Other events in the JennyPop Sideshow include regularly checking screen doors are closed, due to the fact we live in an area with sooooooo many lizards; I love the little creatures; I just don't want them in my closet, trying on my vintage gloves. Monitoring my weight is a daily check; although as of late, I'm better about skipping a few days hither and thither, especially if I've been playing too hard. I have a specific goal weight, with zero room for adjustment. I am always with two to five of it. I am doing better about accepting a four-pound range, rather than a specific, digital numeral.
Double-checking the front door is clicked and bolted when we leave the house is a must and will not ever change. More accurately, I must ask The Viking, "Are you sure it's clicked?", every time. Every. Single. Time. Poor guy. This is what Kirsten calls "things a normal person would do": checking once or twice that the house is safe. For, we did have an incident, wherein our pup escaped. She was happily found, lazing in the sunny, beach air, in a neighbour's yard, having had pancakes for dinner the night before; but, still, what a nightmare 12hrs for us! (Full disclosure: it was his freind's fault. They went to the beach whilst I was at Comic-Con and his friend was the last one out the door, the unclicked, inlocked, unclosed door.)
Finally, admittedly there exists a leeeeetle bit of anxiety where elevators, planes and small spaces are concerned, even the backseat of a Bentley: a 2-door, not the 4-door models. None of these are enough to keep me from doing stuff or going anywhere, but I have used Kirsten's book to help me learn to talk my way out of a pending panic attack, rare as they may be, using what she calls her Kung Fu Dance: see wicked dance moves below. (Hey, kid! No need to peek through the knot-hole in the fence, step inside the JennyPop sideshow tent! to see the amazing dork in-person!) So, I tell you these things not for attention, judgement or pity, but for street cred, to share that whilst the whole book in question may not be applicable to me, I have read it, ruminated over it and processed it as not only a fellow author in appreciation of a good story, but as a primate sometimes in need of a little help.
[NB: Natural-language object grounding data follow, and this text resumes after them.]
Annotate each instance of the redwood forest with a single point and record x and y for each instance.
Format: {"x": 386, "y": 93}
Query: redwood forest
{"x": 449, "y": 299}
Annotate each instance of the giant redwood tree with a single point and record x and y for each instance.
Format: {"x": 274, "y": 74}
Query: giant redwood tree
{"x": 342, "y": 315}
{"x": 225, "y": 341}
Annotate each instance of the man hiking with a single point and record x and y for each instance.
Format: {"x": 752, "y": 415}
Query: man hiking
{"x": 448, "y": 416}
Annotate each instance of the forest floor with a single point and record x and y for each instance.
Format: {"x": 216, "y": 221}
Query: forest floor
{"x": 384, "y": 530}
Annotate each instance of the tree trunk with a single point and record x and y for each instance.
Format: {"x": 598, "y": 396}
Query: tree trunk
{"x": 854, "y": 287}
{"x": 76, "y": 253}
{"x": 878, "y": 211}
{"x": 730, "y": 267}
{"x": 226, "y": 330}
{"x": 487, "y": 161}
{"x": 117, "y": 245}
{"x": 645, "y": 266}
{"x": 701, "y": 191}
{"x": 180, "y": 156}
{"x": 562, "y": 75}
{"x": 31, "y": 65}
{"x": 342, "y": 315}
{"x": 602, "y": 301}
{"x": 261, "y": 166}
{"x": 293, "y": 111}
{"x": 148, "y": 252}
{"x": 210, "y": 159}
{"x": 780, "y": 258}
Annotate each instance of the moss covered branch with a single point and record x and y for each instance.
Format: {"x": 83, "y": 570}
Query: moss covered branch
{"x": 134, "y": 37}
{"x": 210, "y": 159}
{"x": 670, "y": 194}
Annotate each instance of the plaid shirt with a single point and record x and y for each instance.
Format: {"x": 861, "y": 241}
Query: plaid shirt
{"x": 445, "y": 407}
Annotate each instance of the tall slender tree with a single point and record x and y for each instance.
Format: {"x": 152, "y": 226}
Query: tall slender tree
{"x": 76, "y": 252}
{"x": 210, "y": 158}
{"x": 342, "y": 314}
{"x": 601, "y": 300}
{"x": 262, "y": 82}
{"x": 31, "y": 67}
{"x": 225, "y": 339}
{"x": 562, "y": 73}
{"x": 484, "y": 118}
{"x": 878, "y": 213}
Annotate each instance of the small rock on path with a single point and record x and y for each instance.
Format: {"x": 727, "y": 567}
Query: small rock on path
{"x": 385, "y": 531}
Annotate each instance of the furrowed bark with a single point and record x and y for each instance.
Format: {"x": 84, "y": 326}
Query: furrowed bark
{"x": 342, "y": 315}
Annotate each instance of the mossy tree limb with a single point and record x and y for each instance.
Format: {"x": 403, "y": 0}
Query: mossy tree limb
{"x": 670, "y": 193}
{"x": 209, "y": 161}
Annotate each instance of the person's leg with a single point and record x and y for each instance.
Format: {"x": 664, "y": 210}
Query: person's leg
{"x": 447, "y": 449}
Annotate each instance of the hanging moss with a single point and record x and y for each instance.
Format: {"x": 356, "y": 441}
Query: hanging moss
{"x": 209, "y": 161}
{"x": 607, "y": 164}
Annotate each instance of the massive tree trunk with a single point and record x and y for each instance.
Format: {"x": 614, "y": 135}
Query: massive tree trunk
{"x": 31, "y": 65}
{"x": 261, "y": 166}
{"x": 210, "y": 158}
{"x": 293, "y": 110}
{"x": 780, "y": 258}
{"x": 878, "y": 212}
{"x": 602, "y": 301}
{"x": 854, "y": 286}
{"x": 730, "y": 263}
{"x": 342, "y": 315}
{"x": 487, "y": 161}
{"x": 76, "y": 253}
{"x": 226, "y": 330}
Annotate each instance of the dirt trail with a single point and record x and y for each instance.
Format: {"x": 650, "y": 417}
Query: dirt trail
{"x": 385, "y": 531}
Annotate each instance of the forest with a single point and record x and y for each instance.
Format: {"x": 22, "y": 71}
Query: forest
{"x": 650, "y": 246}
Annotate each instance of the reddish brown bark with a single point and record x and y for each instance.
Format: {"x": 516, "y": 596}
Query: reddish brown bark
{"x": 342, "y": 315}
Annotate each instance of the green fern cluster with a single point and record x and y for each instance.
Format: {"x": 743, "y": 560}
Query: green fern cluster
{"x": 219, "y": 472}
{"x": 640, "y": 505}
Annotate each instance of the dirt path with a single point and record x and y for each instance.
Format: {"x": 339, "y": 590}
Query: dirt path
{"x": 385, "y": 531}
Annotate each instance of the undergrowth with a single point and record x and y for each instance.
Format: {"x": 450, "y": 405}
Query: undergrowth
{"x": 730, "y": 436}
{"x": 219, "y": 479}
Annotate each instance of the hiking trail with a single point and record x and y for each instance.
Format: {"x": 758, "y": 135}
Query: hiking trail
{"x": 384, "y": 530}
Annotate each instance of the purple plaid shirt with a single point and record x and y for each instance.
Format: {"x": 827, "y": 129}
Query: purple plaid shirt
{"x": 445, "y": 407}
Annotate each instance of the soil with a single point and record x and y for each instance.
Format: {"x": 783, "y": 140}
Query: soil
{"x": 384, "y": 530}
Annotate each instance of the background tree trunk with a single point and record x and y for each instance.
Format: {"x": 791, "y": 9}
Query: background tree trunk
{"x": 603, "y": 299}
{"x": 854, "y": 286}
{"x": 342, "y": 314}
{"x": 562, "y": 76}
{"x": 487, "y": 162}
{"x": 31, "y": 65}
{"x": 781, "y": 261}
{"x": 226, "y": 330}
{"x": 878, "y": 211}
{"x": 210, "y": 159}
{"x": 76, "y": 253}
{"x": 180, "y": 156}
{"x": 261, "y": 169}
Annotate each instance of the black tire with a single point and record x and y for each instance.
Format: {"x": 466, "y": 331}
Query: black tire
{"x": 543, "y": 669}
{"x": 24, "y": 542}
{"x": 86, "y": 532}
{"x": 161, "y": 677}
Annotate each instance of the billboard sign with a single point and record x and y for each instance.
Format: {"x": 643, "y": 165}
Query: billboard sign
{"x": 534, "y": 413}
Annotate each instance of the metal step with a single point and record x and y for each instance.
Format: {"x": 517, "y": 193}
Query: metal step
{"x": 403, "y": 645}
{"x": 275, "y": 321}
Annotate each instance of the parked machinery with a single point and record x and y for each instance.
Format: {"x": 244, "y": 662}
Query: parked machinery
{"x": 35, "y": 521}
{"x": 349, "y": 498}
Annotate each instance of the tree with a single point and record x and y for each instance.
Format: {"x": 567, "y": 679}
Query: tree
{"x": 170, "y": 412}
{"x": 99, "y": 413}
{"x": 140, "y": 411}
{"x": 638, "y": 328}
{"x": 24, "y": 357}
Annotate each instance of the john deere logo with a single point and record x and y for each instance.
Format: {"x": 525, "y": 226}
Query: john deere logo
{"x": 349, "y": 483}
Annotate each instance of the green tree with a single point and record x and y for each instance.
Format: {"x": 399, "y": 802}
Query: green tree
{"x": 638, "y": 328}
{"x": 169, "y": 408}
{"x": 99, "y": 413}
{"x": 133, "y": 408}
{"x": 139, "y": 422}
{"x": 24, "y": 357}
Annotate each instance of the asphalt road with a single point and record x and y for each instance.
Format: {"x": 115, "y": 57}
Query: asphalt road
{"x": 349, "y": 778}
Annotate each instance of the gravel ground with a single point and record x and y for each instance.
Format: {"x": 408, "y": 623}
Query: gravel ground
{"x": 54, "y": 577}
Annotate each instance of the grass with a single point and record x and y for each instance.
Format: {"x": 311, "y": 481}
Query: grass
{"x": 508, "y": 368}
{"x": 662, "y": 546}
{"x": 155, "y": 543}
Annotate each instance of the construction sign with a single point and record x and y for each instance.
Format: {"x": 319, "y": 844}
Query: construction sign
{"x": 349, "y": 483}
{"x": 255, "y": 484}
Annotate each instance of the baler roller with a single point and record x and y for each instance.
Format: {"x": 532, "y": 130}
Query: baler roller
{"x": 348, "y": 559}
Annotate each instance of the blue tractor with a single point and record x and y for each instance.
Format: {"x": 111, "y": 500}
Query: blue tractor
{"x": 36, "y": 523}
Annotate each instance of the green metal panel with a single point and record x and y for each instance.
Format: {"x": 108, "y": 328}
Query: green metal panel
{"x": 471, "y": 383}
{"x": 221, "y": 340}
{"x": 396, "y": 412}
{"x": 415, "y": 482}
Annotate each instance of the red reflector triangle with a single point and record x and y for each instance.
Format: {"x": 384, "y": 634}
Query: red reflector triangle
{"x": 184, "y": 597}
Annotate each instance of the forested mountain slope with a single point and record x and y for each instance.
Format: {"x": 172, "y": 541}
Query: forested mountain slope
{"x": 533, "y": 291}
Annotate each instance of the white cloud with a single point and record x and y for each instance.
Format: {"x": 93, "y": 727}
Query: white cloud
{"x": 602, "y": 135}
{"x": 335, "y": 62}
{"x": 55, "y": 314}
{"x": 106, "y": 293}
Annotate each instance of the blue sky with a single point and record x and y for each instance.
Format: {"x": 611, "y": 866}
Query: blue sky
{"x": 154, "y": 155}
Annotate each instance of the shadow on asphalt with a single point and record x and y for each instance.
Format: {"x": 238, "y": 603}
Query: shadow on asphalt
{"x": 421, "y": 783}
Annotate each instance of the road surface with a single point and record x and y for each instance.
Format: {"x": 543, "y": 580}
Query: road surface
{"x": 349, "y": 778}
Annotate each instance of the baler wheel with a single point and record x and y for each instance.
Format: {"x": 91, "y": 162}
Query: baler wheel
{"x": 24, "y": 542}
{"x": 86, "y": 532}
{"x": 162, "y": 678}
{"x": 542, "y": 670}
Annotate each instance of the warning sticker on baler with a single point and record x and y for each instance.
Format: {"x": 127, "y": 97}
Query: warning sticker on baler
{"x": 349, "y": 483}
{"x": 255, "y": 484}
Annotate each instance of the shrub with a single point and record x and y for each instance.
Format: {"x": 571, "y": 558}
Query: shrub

Leaving the OCD Circus: Your Big Ticket out of Having to Control Every Little Thing by Kirsten Pagacz is not fairly categorized as a self-help book; although is helpful on so many facets. Leaving is more of a memoir in the style of David Sedaris or Steve Martin. Like the best guest at a cocktail party, Kirsten is a ranconteuse of the finest order: employing self-deprication, modesty, generosity of spirit and a natural talent for anecdotal hilarity. Her written journey is peppered with humility and deference, never playing the annoying, know-it-all expert. Like that cocktail party star, Kirsten doesn't just regale you with her adventures, she intermittently poses in-depth questions of you, her reader. That is the mark of a true storyteller: listening, as well as sharing. Kirsten avoids directives and absolutes. She is endearingly questioning and wondering, even in her areas of expertise. The only time you will read an absolute, is when she is encouraging you, the reader, to keep pressing through the rushes, that your OCD, and life, WILL get better, if you do the work.
Book cover pic -----
Leaving the OCD Circus is organized, as you might expect, very well. Like a proper college essay, she says what she's going to say (Introduction), says it (Chapters 1 - 8), then says what she said (Chapter 9: Habits of Happiness). Chapters are set chronologically, starting with Chapter 1: A Budding Relationship: The New Stranger and the Invitation, 1975: Nine Years Old (OCD Arrives). It is a fascinating read, to see how an innocent child, one totally unaware of the concepts of clinical psychology or neurology can be tricked and affected by this insidious monkey. Her earliest introduction to OCD, involved simple "games", like tapping: tapping x-number of times, on various surfaces, with very specific areas of the forefinger and sans interruption. If she didn't get to said-number, she not only failed, but was a failure, and had to start again. At first, unaware the thoughts were even hers, she named her OCD, The Stranger. Later,she personified it as Monkey or, the really mean, unrelenting version, The Sargeant. Stranger, Money or Sargeant, they all provided her with tasks and games that made sure to suck her time and life, leaving her very little time or life to actually live.
These kinds of tasks and games can be helpful, say, if moderated and if you're a dancer, a musician, a medical student, a Ph.D. candidate or a kick-ass parent and you need to nail your daily goals. For a little girl trying to escape the awkwardness of visits with her hippie, love-in kind of weekend-dad, these games started off as helpful distractions, but led to more unyielding directives from the booming, unrelenting voice of The Sargeant, in her psyche.
Was the guy in the car next to her a serial killer? Maybe, said Monkey. If you make sure you pick up that piece of trash on the side of the road, he won't kill you.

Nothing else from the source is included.